Astronomy

HD 189733 b – an Exoplanet

HD 189733 b – an Exoplanet

HD 189733 b is a gas giant exoplanet in the habitable zone of a K-type star. It is an exoplanet located in the constellation Vulpecula, approximately 64.5 light-years from the Solar System. It has a mass of 1.13 Jupiters, takes 2.2 days to complete one orbit around its star, and is 0.0313 AU away from it. On October 5, 2005, astronomers in France observed the planet transiting across the face of the star HD 189733, and it was discovered orbiting the star.

HD 189733 b, which has a mass 16.2 percent greater than Jupiter and a radius 13.8 percent greater, orbits its host star once every 2.2 days at an orbital speed of 152.5 kilometers per second (341,000 miles per hour), making it a hot Jupiter with poor prospects for extraterrestrial life.

Because HD 189733 b is the closest transiting hot Jupiter to Earth, its atmosphere is being studied in depth. HD 189733b’s atmosphere has been extensively studied using high- and low-resolution instruments from both the ground and space. HD 189733 b was the first extrasolar planet for which a thermal map was created, as well as the first extrasolar planet to have its overall color determined (deep blue), a transit detected in the X-ray spectrum, and carbon dioxide detected in its atmosphere.

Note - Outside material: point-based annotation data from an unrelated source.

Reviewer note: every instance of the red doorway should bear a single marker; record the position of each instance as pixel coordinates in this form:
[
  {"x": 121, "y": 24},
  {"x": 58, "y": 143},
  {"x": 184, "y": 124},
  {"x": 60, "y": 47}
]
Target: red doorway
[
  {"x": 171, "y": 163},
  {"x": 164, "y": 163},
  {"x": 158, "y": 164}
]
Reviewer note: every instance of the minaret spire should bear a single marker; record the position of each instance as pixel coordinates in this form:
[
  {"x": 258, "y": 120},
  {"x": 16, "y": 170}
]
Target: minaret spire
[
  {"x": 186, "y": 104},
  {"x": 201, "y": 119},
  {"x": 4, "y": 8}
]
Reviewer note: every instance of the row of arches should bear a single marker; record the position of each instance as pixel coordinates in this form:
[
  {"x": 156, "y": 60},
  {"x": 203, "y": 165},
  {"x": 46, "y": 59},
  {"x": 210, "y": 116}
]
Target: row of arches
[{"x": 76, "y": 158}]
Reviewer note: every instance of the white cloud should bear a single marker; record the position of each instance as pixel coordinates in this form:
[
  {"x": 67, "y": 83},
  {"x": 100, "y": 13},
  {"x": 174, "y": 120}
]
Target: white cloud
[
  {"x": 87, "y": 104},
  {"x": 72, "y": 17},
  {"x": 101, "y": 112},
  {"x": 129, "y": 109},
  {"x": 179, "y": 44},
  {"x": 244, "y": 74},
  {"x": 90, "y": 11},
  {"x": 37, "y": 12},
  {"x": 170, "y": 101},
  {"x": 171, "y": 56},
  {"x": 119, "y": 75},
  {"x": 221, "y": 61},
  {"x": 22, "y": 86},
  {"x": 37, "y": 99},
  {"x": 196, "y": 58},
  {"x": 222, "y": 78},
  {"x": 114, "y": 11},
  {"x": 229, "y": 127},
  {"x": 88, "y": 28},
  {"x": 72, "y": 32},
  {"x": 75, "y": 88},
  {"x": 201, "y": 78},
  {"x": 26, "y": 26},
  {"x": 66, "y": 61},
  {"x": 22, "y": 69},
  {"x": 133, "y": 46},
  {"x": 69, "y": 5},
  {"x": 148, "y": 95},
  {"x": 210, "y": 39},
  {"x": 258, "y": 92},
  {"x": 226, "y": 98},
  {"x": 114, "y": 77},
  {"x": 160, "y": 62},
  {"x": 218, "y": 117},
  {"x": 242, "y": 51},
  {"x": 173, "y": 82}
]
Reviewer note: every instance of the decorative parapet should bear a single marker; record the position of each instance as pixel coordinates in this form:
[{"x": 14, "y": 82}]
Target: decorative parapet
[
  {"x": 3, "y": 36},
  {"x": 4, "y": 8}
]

NASA announced in July 2014 the discovery of very dry atmospheres on three exoplanets (HD 189733b, HD 209458b, and WASP-12b) orbiting Sun-like stars.

Physical characteristics

This planet has one of the largest photometric transit depths (the amount of light blocked by the parent star) of any extrasolar planet ever observed, at around 3%. The apparent longitude of its ascending node in its orbit is 16 degrees +/- 8 degrees north-south in our sky. It and HD 209458 b were the first two planets to be directly observed spectroscopically. Because the parent stars of these two planets are the brightest transiting-planet host stars, astronomers will continue to focus on them. This planet, like most hot Jupiters, is thought to be tidally locked to its parent star, which means it has a permanent day and night cycle.

The planet is not oblate, and neither it nor its satellites have a radius greater than 0.8 the radius of Earth, nor does it have a ring system like Saturn’s. The international team, led by Svetlana Berdyugina of Zurich University of Technology, was able to directly see the polarized light reflected from the planet by using the Swedish 60-centimeter telescope KVA, which is located in Spain. The polarization indicates that the scattering atmosphere is significantly larger (> 30%) than the planet’s opaque body seen during transits.

Infrared images show an infrared haze formed by atmospheric condensates 1,000 kilometers (620 miles) above the surface. A sunset seen from that vantage point would be red. Tinetti 2007 predicted sodium and potassium signals. Initially obscured by condensate haze, sodium was eventually detected at three times the concentration of HD 209458 b’s sodium layer. Potassium was also discovered in 2020, albeit in much lower concentrations. HD 189733 is also the first extrasolar planet whose atmosphere has been confirmed to contain carbon dioxide.